Zu Wien gehören natürlich auch der Schmäh und diese garstige Freundlichkeit seiner Bewohner: Könnten wir zur Abwechslung nicht auch Deutsch sprechen, fragt der Österreicher den Amerikaner, als dieser um Auskunft bittet. Aber er meint es nicht böse – es sei nur ein Witz. Was machen diesen beiden Gestalten dort eigentlich? Sie starren gemeinsam in den Fluss hinab, wie zwei morbide, dem Leben müde gewordene. Ein bisschen ist auch diese Romanze lebensmüde. Und das macht sie so großartig.
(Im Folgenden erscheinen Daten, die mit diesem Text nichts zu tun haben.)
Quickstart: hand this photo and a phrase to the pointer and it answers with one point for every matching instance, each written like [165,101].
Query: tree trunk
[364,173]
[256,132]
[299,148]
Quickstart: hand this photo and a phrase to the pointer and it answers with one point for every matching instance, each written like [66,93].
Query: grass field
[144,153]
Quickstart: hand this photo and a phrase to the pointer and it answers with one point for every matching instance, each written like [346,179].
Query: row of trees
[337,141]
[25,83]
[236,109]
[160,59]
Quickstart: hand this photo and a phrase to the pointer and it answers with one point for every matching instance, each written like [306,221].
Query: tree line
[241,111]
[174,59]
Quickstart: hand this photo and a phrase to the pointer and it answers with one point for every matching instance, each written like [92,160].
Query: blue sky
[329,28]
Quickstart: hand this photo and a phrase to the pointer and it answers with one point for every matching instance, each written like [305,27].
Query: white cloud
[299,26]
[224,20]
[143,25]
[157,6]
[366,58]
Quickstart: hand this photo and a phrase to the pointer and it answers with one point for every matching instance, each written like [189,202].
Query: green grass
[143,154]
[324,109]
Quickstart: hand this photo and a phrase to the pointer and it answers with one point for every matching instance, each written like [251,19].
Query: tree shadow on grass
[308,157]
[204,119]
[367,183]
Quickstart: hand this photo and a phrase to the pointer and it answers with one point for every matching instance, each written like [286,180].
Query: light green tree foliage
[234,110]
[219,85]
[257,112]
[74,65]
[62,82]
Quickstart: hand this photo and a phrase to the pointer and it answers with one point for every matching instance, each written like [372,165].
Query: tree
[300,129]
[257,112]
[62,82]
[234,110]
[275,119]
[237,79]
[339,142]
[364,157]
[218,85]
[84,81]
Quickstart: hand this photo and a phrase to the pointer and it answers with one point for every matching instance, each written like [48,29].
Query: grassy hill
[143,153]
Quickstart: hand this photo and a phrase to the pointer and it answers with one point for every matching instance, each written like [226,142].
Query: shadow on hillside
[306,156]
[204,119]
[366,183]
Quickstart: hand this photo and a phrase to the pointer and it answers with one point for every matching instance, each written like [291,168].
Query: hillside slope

Before Sunrise gibt es bei den gängigen VoD-Anbietern zur Leihe.

Sebastian Seidler

Mission: Impossible – Rogue Nation von Christopher McQuarrie

Dass um die Welt gereist wird, oft in der Dauer eines Schnitts ganze Ozeane überquert werden, ist eine spaßige Trope des Agentenfilms, die ermöglicht, dass in bekannten Großstädten, die Teilen des Publikums persönlich bekannt sein dürften, über Sehenswürdigkeiten geklettert und von alten Gebäuden gesprungen werden kann – sofern die Drehgenehmigungen zu kriegen sind.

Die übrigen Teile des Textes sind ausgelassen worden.